Aujourd’hui ouverture d’une petite discussion sur les écrits et diverses traces qu’on peut laisser.
De façon générale et plus spécifiquement en ésotérisme il n’est pas rare de changer de paradigme (de manière de voir les choses) avec le temps.
De mon côté j’ai souvent écrit des notes, des débuts de livres et j’en passe.
Traces que j’efface habituellement après les avoir « achevées ».
Je pense que les idées sont souvent assez chaotiques et peu organisées.
Beaucoup de pratiquants, ne prennent pas le temps d’écrire leurs croyances du moment.
Ils ne peuvent pas écrire, ne sachant pas réellement en quoi ils croient.

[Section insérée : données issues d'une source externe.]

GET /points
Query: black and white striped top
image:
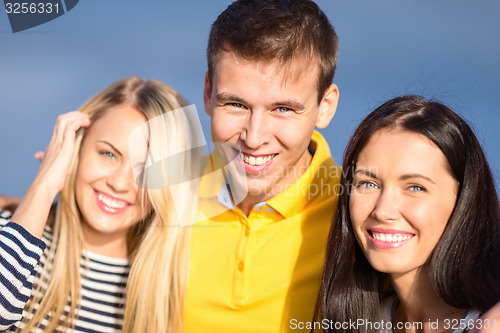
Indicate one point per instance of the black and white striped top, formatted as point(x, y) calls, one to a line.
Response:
point(22, 256)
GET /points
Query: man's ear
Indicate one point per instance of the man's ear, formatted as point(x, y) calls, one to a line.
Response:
point(207, 95)
point(328, 106)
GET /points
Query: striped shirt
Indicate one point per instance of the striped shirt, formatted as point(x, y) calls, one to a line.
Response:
point(22, 257)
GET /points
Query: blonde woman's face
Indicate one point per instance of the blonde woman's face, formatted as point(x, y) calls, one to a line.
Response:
point(403, 194)
point(106, 192)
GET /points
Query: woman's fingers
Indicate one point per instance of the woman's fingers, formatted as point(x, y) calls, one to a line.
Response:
point(59, 153)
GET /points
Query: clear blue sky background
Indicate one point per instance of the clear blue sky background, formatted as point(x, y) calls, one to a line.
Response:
point(448, 49)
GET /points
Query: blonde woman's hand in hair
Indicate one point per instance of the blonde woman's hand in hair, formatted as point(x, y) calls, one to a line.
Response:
point(34, 208)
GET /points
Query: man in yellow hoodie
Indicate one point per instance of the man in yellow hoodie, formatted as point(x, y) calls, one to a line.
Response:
point(256, 264)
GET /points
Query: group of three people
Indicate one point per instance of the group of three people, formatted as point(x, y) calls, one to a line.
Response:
point(413, 213)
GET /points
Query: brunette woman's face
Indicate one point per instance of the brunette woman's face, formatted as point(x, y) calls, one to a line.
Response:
point(106, 192)
point(403, 194)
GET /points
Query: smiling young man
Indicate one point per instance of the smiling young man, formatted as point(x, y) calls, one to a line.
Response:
point(256, 264)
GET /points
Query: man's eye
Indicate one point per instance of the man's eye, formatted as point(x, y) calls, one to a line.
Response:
point(417, 188)
point(365, 185)
point(107, 154)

Ils n’osent pas rendre publics leurs écrits, de peur que les avis parfois critiques déstabilisent les fondations de leur paradigme. L’effondrement d’un paradigme provoquant parfois la perte temporaire de sens ou du soi pour l’égo.
Ce qui est drôle, c’est qu’il n’est pas important de comprendre ni de croire en quelque chose de défini pour vivre la magie. Je dirais même que l’intuition, l’immersion dans la vie est très suffisante et que les concepts sont secondaires.

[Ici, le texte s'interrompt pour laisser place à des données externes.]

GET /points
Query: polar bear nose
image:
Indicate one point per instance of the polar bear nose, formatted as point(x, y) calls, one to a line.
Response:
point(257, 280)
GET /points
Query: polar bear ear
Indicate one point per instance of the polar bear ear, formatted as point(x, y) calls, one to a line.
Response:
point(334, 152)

Les concepts sont une tentative du mental de rationaliser, expliquer et figer l’expérience vécue.
L’écriture est avant tout cet exercice, essayer de prendre une photo de ses croyances actuelles.
Exercice difficile car condamné à l’échec. Élaborer un paradigme sur une croyance, c’est oublier la partie non-rationnelle de notre expérience. Cela n’enlève rien à la valeur de cet exercice. Une fois l’écrit achevé, on s’y attache parfois fortement. L’écrit incarne le désir d’aboutissement de la pratique. C’est-à-dire d'avoir atteint la vérité finale de notre chemin spirituel.
Souvent on écrit pour se convaincre qu’on est enfin arrivé au bout.
Lorsqu’on achève un tel écrit, on a tendance à trop s’y attacher. Nous pensons que l’écrit nous défini et défini nos croyances. Notre paradigme devient donc figé. On commence à nous enfermer dans un personnage, qui devient peu à peu en décalage avec le soi présent et instable.
Je me vois plus comme une rivière, un processus, un ensemble de matière, d’énergies et de pensées en mouvement perpétuel. Rien de stable sur quoi fonder un soi durable et encore moins un paradigme cohérent. Si bien que celui que je suis change d’instant en instant et ses croyances aussi. Écrire et croire en ses textes comme des concepts aboutis, c’est essayer d’établir une stabilité là où c’est impossible.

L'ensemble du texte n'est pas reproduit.